Veikko Emil Aleksander Vennamo (originally Fennander) (11 June 1913 – 12 June 1997) was a Finnish politician. In 1959, he founded the Finnish Rural Party (Suomen Maaseudun Puolue), which was succeeded by the True Finns in 1995. He had originally been the leader of a faction of the Agrarian League. When his opponent, Urho Kekkonen, was elected president of Finland, Vennamo broke off his Agrarian League affiliation. Vennamo was a member of Parliament in 1945–1962 and 1966–1987. He was also the director of the Agricultural ministry's Resettlement office in 1944–1959 and was responsible for the resettlement of the farmers evacuated from the ceded Karelia. Later he was a department director at the Board of Customs.

Vennamo was born in Jaakkima, Ladoga Karelia, now in Russia. He was one of the loudest and most prominent critics of President Kekkonen. He also criticized the centre-left governments of the 1960s and 1970s for worsening the living conditions of small farmers and poor workers, for example by favouring the big cities at the expense of the rural towns by abolishing small schools and grocery stores. Vennamo became famous for using simple slogans (kyllä kansa tietää!, "the people do know!") and catchphrases, some of which became popular terms such as "the forgotten people" and rötösherra (a pejorative for corrupted politicians).

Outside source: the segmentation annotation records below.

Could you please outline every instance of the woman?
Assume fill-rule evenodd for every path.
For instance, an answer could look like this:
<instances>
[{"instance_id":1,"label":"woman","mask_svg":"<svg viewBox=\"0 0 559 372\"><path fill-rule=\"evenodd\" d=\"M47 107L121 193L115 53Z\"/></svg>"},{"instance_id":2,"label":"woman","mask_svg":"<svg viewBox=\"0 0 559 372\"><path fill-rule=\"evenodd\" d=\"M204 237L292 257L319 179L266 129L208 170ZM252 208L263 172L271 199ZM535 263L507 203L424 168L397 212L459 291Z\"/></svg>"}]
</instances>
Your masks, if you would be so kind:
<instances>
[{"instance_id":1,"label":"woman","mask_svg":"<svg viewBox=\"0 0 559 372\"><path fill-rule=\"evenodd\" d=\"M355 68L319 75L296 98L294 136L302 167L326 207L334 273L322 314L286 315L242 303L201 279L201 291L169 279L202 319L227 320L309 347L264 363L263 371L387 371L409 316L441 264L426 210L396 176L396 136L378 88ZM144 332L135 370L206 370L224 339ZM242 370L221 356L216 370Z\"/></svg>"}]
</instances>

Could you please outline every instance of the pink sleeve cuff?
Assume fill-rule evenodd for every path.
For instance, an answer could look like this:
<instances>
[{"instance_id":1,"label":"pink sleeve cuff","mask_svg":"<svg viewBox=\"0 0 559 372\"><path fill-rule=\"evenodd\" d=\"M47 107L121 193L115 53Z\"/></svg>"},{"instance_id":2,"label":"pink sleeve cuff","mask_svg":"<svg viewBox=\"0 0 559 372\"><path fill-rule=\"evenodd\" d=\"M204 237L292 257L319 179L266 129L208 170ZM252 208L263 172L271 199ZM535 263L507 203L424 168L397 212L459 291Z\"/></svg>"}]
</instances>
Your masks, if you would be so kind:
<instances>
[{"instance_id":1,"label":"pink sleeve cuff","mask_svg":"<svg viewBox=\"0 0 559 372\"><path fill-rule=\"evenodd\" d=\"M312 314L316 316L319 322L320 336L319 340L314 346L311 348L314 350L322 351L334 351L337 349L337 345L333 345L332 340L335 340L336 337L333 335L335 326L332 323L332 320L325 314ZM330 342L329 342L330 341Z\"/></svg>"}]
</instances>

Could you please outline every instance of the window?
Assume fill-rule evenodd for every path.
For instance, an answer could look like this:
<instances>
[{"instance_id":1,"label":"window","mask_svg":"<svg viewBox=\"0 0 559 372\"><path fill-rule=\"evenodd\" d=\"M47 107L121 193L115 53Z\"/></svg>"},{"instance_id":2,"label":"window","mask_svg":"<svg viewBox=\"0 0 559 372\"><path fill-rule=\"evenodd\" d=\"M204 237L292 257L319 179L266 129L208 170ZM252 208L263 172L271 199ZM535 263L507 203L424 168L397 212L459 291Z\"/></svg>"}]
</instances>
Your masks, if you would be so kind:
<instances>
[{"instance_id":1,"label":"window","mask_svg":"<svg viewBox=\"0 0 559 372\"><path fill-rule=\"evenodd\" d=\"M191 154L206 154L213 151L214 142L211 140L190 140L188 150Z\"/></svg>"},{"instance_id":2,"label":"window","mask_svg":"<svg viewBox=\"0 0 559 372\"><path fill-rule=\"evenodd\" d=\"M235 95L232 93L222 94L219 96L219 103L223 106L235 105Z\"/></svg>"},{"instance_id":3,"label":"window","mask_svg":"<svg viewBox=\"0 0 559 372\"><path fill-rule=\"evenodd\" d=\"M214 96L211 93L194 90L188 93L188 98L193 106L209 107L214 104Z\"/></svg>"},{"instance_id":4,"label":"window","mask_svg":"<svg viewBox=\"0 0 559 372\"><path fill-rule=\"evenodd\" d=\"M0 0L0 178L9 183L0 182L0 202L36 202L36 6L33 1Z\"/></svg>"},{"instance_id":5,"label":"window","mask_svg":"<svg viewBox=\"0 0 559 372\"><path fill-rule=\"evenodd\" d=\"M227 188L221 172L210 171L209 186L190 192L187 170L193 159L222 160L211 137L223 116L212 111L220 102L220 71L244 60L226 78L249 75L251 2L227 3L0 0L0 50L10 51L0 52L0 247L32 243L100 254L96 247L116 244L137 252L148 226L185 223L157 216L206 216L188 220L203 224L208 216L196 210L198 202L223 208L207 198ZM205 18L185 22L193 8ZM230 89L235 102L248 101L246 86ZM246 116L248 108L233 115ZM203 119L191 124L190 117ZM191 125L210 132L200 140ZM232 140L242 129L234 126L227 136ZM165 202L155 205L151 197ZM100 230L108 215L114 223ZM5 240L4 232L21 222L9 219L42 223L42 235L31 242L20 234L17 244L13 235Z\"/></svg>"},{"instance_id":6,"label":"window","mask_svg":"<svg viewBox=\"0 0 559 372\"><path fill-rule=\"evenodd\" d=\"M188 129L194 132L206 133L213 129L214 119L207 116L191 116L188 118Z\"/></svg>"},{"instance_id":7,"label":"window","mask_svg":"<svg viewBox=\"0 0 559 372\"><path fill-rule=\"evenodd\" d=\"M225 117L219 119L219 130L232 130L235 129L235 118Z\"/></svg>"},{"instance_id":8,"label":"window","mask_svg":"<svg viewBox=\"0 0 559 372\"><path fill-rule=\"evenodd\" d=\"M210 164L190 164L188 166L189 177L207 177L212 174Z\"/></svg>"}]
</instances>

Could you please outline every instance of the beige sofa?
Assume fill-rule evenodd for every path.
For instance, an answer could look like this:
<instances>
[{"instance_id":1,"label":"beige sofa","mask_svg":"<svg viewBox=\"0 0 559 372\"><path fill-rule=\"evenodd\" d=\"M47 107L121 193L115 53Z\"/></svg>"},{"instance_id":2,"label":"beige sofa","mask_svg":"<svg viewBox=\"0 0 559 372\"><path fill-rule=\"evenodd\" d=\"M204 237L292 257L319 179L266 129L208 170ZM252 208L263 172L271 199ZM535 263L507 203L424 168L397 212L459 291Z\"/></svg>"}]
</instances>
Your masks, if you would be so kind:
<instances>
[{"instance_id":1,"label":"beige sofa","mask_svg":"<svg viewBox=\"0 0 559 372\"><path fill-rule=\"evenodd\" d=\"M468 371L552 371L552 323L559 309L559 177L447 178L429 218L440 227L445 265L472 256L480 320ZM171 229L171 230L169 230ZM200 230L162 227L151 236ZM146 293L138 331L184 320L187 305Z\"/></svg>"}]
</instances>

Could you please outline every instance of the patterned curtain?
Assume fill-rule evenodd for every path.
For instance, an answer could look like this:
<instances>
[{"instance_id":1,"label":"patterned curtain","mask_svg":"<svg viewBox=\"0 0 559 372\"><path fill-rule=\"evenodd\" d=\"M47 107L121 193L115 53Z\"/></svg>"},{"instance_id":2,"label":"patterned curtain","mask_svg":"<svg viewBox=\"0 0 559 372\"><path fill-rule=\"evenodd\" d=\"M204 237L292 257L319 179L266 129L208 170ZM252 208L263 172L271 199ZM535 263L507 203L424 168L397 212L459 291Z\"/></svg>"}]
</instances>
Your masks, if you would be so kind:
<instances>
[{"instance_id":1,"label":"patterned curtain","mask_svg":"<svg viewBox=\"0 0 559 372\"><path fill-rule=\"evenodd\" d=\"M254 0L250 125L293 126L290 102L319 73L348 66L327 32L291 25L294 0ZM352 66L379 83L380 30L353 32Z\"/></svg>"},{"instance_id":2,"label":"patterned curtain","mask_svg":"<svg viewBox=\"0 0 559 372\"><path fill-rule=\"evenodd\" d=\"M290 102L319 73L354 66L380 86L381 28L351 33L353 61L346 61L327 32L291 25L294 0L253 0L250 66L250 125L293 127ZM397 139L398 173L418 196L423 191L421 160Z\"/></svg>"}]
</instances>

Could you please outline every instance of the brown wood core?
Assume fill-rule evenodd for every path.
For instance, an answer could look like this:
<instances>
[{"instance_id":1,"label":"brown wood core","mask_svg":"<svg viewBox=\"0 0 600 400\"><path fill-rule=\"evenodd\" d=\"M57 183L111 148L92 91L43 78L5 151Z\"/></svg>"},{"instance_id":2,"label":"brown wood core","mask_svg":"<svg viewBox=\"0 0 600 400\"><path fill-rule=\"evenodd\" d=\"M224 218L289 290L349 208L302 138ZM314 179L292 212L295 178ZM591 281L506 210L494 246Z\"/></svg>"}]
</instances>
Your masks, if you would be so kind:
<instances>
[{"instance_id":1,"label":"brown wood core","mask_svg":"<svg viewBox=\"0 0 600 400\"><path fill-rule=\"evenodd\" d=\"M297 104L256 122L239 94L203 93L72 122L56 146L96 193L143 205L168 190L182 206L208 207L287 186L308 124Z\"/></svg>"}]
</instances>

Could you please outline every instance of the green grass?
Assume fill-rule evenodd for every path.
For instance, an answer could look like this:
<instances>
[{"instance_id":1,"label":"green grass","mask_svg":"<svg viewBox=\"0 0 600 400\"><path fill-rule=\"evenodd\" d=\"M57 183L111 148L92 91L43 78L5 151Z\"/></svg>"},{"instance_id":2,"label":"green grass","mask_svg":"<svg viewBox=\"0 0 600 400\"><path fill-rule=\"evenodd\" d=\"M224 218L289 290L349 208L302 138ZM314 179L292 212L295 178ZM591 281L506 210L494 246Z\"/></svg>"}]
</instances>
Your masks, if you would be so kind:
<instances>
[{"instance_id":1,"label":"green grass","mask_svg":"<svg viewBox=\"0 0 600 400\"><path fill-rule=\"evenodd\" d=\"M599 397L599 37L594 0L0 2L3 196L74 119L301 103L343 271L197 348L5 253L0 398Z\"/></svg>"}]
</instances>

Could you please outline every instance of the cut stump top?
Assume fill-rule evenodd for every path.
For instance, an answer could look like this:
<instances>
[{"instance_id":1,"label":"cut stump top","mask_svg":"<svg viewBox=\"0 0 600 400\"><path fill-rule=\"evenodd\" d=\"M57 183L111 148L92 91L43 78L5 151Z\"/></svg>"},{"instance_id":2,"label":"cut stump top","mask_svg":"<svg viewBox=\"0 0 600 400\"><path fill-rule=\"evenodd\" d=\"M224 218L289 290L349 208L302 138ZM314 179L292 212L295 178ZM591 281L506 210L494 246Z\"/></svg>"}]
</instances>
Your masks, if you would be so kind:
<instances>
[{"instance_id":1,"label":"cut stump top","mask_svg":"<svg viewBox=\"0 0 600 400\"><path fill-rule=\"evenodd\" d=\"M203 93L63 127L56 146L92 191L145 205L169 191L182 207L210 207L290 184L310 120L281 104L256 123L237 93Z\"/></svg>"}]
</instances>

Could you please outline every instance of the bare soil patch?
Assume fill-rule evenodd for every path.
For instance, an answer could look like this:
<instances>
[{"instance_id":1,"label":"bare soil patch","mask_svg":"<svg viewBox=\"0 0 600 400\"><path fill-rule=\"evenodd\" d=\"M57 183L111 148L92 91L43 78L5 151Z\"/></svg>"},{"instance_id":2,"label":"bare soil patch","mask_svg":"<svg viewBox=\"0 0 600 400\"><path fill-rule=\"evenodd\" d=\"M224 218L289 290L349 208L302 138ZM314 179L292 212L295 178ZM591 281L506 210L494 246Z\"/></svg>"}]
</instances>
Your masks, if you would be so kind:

He was a presidential candidate in 1968, 1978 and 1982. In the 1968 presidential election, he negatively surprised President Kekkonen and his centre-left allies by getting 11% of the votes. The populist Rural Party got 9% of the deputies in the 1970 and 1972 parliamentary elections, and 8.5% of the deputies in the 1983 parliamentary elections. Vennamo's autocratic manner of leading his party caused the majority of the newly elected Rural Party MPs to defect and form a new party called Finnish People's Unity Party in 1972. Vennamo also encouraged his parliamentary group to make hundreds of bills for the legislature. He became more notorious when he had to be carried out of a parliamentary session by the janitors after defying the speaker's orders in 1974. After the 1983 elections, the Rural Party was allowed to join the government, but Vennamo preferred not to become a cabinet minister.

In the 1988 presidential election, he supported the reelection of President Mauno Koivisto. He was the father of politician and corporate executive Pekka Vennamo.